The role of INPPL1 in endochondral ossification is unknown. The protein belongs to the inositol-1,4,5-trisphosphate 5-phosphatase family and regulates phosphoinositides through dephosphorylation of phosphatidlylinositol 3,4,5-triphosphate (PtdIns(3,4,5)P3) to phosphatidylinositol 3,4-bisphosphate (PtdIns(3,4)P2). PtdIns(3,4,5)P3 is an important second messenger that regulates multiple cellular functions such as cell survival, proliferation, adhesion, migration, glucose metabolism and insulin signaling [Riehle et al., 2013]. In mice, depletion of Inppl1 protein by gene targeting lead to resistant to weight gain when placed on a high-fat diet, indicating it mediates obesity resistance. The knockout mice also had developmental defects including significant reduced body length and a shortened facial profile, suggesting effects on both the axial and appendicular skeleton [Sleeman et al., 2005]. Similarly, knockout mice carrying catalytically-inactive Inppl1 protein also showed decreased body length, a shortened snout and a round skull, indicating that Inppl1 catalytic activity is critical for normal bone development [Dubois et al., 2012]. How INPPL1 affects the ossification process through regulation of cellular level of PtdIns(3,4,5)P3/PtdIns(3,4)P2 and their downstream signaling pathways will be an interesting topic for future studies.

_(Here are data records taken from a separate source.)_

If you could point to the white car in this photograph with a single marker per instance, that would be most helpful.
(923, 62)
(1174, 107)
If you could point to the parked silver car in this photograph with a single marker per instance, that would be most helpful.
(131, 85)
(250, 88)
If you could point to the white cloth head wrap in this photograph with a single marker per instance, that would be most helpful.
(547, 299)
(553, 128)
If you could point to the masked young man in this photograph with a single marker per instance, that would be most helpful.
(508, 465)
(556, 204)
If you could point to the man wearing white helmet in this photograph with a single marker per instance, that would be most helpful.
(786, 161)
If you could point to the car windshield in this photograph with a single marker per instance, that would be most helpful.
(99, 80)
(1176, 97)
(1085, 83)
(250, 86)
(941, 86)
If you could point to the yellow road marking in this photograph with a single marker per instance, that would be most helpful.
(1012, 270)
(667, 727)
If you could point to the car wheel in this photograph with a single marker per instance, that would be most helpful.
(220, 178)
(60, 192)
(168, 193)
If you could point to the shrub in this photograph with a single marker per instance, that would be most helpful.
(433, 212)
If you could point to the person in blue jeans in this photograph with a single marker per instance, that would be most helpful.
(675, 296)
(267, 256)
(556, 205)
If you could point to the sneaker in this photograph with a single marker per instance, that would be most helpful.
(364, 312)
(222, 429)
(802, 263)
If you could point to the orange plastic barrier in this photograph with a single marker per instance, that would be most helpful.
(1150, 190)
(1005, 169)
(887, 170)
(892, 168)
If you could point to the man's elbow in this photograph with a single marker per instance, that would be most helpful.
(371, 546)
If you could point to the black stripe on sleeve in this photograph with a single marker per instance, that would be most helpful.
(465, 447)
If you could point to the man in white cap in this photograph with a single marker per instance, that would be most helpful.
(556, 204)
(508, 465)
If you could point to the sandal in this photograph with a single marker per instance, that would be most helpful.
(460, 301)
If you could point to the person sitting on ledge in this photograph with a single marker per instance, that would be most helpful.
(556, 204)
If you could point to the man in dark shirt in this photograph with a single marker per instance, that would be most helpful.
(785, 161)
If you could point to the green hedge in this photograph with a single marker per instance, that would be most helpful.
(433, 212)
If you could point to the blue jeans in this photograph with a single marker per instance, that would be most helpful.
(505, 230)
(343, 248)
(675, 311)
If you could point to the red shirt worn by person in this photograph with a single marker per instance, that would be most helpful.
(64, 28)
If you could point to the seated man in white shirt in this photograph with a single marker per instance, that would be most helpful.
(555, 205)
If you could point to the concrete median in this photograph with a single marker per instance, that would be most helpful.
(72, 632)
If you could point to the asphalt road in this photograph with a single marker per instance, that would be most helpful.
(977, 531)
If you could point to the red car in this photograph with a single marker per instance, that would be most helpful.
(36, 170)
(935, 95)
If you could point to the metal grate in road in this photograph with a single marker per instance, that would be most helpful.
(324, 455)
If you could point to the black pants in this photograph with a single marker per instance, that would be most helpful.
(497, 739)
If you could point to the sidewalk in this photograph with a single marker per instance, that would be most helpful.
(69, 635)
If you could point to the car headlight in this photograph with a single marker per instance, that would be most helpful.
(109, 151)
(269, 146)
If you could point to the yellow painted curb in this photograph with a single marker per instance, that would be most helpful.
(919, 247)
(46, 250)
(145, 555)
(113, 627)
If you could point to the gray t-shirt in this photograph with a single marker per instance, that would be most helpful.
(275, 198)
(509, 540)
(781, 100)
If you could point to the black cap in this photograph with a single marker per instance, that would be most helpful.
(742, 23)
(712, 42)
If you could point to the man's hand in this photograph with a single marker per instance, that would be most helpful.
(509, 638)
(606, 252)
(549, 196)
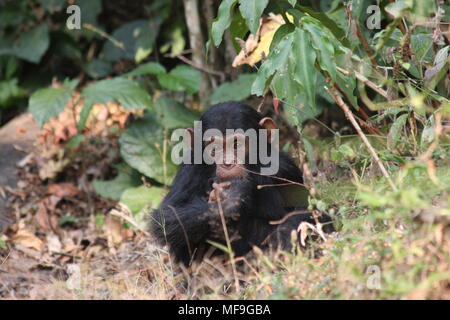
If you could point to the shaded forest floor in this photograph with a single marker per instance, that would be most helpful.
(69, 243)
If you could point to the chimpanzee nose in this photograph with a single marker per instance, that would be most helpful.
(227, 165)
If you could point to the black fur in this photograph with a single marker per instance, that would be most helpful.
(185, 219)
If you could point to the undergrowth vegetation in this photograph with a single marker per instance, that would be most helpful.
(359, 88)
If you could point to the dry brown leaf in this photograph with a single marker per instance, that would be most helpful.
(53, 243)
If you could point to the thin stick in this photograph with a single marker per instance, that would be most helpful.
(105, 35)
(227, 239)
(366, 81)
(127, 218)
(349, 115)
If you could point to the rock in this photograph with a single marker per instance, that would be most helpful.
(16, 140)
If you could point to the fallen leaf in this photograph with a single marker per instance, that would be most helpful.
(26, 238)
(63, 190)
(53, 243)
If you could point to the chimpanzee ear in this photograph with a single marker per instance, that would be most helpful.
(189, 136)
(268, 123)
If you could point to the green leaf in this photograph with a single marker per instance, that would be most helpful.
(3, 244)
(427, 133)
(126, 92)
(252, 10)
(137, 37)
(276, 61)
(281, 32)
(47, 103)
(142, 197)
(181, 78)
(396, 130)
(305, 73)
(222, 21)
(237, 90)
(238, 29)
(32, 44)
(171, 114)
(127, 177)
(421, 45)
(142, 147)
(98, 68)
(324, 47)
(328, 23)
(309, 153)
(146, 68)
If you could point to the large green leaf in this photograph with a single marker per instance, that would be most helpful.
(323, 46)
(10, 92)
(142, 146)
(181, 78)
(32, 44)
(276, 61)
(328, 23)
(98, 68)
(47, 103)
(252, 10)
(395, 131)
(237, 90)
(52, 5)
(222, 21)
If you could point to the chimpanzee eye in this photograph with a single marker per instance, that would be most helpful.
(236, 144)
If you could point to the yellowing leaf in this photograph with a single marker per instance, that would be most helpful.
(257, 47)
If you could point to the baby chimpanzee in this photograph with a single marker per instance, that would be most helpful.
(236, 174)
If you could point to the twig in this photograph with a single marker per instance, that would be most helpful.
(349, 115)
(227, 239)
(201, 68)
(360, 36)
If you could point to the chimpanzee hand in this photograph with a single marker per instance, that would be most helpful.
(229, 195)
(220, 191)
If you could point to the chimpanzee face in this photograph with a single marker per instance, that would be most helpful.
(229, 153)
(232, 138)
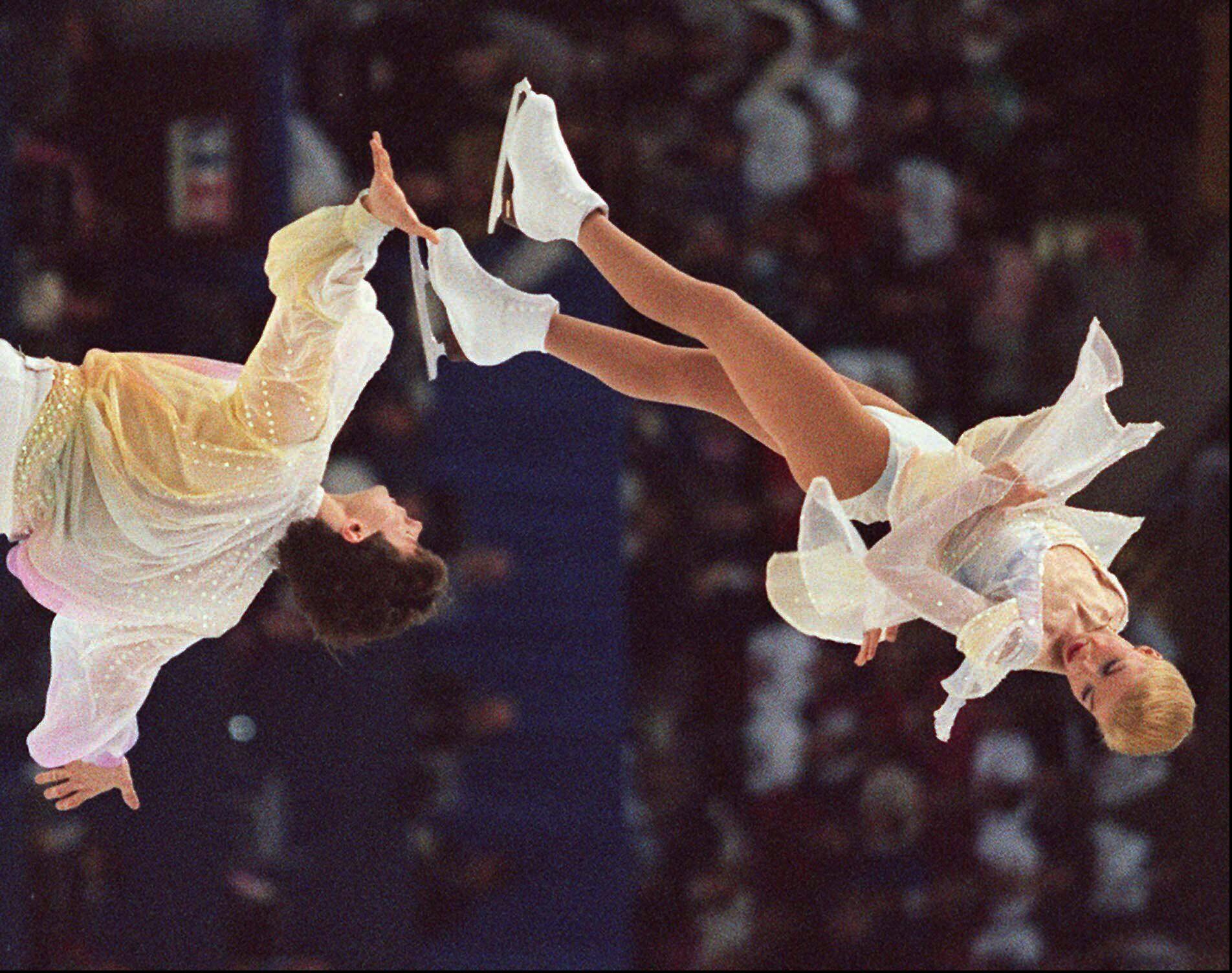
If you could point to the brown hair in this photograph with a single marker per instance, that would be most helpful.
(355, 593)
(1155, 716)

In summary, we have identified homozygosity for a point mutation in INPPL1 intron 1 in an opsismodysplasia patient. The mutation resulted in creating of a new splice acceptor insertion of an Ile-Arg dipeptide into the SH2 domain of the protein, leading to a dramatic decrease in the level of INPPL1 protein. The 3D structure model suggests that instability of the protein resulted from alteration of the structure of the SH2 domain, ultimately leading to reduced or absent INPPL1 activity. These data provide further support for and a distinct mechanism by which INPPL1 mutations cause opsismodysplasia.

ACKNOWLEDGMENTS

We thank the family for their participation. The authors have no conflicts of interest. This work was supported in part by grants from the National Institutes of Health (DE019567, AR062651 and 1U54HG006493) and funds from the Orthopaedic Hospital Research Center.